Завод бомбили очень часто. Наш дом был расположен недалеко от завода. Во время налетов вражеской авиации мы спускались в подвал многоэтажного дома и часто проводили там всю ночь без сна. Особенно запомнился День 23 августа 1942 года. Мы с мамой решили перебраться жить к род­ственникам в Дзержинский район. Родственники (мамины сестры) жили в своих домах, и у них были вырыты блиндажи. Мы с мамой шли пешком с небольшим чемоданчиком. В нем были документы и запас белья. Мы подходили к Мамаеву кургану, когда послышался гул немецких самолетов и наших истребителей. Начался воздушный бой. Земля содрогалась от падавших бомб, снарядов. Страх, ужас наводили на нас и жуткие звуки пикирующих самолетов. Мама своим телом закрывала меня от осколков бомб и снарядов. Это был кромешный ад.

Горели емкости с нефтью, сплошной черный дым стоял над Волгой, трудно было дышать. Ближе к вечеру мы дошли до своих родственников, изможденные, черные от копоти, с трясущимися руками.

Началась жизнь в блиндажах. Дома родственников были разрушены, не было еды, теплой одежды, не было даже воды. Питались в основном продуктами, которые мы подбирали у разбитых магазинов.

Нас донимали немецкие снайперы. Однажды такой снайпер ранил в шею мою двоюродную сестру Валю на виду у всех детей, находившихся в блиндаже. Ее мама пошла на соседнюю улицу за медсестрой, которая также жила в блиндаже. Во время перевязки медсестра была убита снайпером. Медсестра была еще очень молода. Во время войны все ока­зывали друг другу помощь: медицинскую, моральную, делились послед­ним куском хлеба.

После оккупации Дзержинского района Сталинграда под конвоем немецких солдат стали вывозить мирное население на машинах в район станции Гумрак. Там было огорожено колючей проволокой огромное поле. Сюда свозили людей из Сталинграда и близлежащих поселков. По ночам было холодно, а у многих не было теплой одежды. Всех беспокоила дальнейшая судьба лагеря. Прошел слух, что всех отправят в Германию. В один из таких тревожных дней мы узнали, что на станцию Гумрак при­был железнодорожный состав. Состав пойдет через Сталинград, и есть воз­можность спастись. Лагерь охранялся немцами и русскими полицаями. Рано утром приоткрылись ворота. Несколько семей, которые находились ближе всего к выходу, решили выйти из лагеря. Это были женщины с детьми и два молодых парня. У одного из товарных вагонов была приоткрыта дверь. Мы влезли в этот вагон. В вагоне были лошади и сено. Мы попрятались в сено по углам вагона. Через некоторое время состав тронулся. Теперь всех мучил вопрос: куда нас везут? Состав шел медленно. Временами мы слышали разрывы бомб, но мы остались целы.
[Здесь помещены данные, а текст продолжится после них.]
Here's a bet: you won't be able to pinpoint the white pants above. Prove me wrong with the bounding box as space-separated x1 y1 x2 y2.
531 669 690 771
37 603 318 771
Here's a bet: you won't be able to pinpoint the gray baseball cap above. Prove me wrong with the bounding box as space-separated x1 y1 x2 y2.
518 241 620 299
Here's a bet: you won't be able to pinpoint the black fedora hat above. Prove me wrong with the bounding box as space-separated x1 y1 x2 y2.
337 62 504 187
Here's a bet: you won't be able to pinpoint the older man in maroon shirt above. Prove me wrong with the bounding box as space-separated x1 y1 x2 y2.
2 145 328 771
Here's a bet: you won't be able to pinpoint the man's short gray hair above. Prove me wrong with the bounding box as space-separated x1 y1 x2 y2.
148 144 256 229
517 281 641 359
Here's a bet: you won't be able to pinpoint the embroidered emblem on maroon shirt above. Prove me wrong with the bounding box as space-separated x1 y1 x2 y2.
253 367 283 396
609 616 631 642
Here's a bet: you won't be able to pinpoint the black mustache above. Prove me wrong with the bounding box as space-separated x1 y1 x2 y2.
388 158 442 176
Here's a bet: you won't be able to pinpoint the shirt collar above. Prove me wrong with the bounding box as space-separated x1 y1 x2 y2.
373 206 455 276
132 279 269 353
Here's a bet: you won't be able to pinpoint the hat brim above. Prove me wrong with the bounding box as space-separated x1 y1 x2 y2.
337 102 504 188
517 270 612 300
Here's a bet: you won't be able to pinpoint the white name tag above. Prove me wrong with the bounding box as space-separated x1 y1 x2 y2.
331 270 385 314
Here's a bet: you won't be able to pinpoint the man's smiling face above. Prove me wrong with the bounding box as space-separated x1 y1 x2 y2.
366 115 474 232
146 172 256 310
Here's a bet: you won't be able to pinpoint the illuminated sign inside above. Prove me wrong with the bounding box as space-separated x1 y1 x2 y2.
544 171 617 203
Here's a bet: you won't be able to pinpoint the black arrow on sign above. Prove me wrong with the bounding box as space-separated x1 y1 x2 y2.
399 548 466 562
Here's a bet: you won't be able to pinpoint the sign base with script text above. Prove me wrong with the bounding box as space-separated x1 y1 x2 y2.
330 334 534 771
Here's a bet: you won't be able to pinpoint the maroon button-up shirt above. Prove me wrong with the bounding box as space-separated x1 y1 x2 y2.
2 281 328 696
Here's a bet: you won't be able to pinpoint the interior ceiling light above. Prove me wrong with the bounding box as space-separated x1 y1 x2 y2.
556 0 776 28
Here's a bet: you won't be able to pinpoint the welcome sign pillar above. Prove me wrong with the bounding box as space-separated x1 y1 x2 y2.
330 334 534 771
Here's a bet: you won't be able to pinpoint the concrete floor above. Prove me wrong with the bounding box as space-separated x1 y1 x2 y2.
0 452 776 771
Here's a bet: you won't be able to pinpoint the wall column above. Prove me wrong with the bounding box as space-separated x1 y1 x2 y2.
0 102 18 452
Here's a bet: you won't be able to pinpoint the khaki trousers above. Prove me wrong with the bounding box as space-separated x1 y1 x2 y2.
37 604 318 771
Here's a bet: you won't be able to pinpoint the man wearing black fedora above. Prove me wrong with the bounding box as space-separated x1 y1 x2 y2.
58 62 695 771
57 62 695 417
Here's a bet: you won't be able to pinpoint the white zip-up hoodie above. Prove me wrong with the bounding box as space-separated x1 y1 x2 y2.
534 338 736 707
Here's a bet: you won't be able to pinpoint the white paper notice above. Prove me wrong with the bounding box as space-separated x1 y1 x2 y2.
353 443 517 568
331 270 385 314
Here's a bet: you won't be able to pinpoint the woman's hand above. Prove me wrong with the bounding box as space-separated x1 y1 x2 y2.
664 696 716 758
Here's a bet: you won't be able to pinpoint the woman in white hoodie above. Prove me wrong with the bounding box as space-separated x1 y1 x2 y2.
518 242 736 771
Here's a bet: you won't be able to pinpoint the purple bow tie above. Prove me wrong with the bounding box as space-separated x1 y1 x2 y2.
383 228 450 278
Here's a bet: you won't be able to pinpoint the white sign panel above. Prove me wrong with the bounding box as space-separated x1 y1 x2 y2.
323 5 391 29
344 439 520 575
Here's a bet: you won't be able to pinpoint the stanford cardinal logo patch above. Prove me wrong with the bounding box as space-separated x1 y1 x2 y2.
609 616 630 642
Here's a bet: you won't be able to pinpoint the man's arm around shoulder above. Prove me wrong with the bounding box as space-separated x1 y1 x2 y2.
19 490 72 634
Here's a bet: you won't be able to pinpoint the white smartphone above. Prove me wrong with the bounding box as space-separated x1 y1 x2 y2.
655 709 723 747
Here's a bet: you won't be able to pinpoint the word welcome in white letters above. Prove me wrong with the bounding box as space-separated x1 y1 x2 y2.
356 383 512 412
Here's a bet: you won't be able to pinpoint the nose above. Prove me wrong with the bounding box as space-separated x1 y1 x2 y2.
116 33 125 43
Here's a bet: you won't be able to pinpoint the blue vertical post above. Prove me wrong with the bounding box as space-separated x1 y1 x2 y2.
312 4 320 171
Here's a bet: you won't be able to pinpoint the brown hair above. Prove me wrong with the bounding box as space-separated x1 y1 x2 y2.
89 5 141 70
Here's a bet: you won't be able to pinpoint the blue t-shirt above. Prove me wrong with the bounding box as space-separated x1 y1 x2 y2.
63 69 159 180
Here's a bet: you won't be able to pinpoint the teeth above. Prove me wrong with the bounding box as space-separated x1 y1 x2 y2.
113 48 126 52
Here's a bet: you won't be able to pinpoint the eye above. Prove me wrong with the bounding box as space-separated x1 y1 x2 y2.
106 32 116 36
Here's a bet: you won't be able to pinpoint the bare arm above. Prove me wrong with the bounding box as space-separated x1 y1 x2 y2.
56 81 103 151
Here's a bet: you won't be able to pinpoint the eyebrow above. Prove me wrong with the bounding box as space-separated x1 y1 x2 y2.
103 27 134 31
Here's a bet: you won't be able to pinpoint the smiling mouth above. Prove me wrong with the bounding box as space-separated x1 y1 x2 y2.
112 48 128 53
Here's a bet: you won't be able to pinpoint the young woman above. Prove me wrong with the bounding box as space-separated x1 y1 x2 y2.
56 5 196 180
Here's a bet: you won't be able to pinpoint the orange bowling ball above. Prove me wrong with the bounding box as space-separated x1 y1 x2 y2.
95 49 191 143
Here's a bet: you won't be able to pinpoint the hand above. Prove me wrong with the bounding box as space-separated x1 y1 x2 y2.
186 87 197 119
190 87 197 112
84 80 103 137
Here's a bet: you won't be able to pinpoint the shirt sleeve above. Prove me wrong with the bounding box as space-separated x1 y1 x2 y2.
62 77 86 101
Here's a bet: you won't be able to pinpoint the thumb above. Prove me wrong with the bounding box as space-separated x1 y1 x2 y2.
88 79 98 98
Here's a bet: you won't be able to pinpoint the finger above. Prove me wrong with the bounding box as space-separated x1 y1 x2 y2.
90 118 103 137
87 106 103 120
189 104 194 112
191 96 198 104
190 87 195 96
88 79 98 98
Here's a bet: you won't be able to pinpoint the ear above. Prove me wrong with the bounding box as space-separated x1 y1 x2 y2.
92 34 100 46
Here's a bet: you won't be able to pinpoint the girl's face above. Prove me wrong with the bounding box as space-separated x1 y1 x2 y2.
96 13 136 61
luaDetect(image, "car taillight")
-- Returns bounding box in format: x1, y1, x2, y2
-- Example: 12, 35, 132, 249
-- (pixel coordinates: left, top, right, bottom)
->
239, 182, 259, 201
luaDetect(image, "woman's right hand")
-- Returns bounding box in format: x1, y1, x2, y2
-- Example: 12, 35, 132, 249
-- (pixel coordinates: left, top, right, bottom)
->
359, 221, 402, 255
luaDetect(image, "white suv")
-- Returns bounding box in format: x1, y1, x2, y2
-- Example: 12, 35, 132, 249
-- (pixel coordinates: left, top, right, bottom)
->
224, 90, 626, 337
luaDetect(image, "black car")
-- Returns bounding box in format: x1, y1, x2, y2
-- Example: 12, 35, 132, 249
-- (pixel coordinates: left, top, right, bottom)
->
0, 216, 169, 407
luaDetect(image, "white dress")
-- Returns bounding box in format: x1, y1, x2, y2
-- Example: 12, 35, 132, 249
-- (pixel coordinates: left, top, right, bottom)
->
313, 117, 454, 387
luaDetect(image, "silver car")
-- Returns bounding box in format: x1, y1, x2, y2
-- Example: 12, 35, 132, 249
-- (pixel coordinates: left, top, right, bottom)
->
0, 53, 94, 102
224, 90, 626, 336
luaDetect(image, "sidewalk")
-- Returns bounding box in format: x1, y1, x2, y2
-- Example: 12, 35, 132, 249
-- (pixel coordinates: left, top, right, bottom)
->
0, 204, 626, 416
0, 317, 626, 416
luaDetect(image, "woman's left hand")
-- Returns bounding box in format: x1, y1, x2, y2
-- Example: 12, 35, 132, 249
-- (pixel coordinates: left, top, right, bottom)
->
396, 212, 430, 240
Через некоторое время состав остановился, и все беглецы вышли из вагона. От людей мы узнали, что мы прибыли на железнодорожную станцию Лихая. Близко к станции были дома. Некоторые дома стояли без жильцов. Мы их заняли и стали жить. Но станцию бомбили почти каждую ночь. И мы решили уйти подальше отсюда, подальше от бомбежек. Мы едва передвигались по дороге, обессилев от отсутствия еды и воды, нас приютила одна русская семья. Прожили мы здесь до весны 1943 года и вернулись в Сталинград. Город лежал в руинах. Передвигаться можно было только по разми­нированным тропинкам. Кругом были мины, неразорвавшиеся бомбы или снаряды. Негде было жить. Решили восстановить дом тети. Во время раз­боров завалов произошел взрыв. Тетю тяжело ранило. Ее еле спасли врачи. И это все на глазах у нас — детей.

Жизнь в освобожденном городе была несладкой. Продукты отпуска­лись по карточкам. Хлеба полагалось всего 300 граммов в день. Не было жилья. Однако все верили в скорую Победу. Поддерживали друг друга морально, жили дружно. Все трое детей моих родственников выжили, дожили до Победы.

Получили высшее образование. Я окончила Сталин­градский медицинский институт. По профессии я врач. 45 лет живу в Волжском, общий трудовой стаж 55 лет.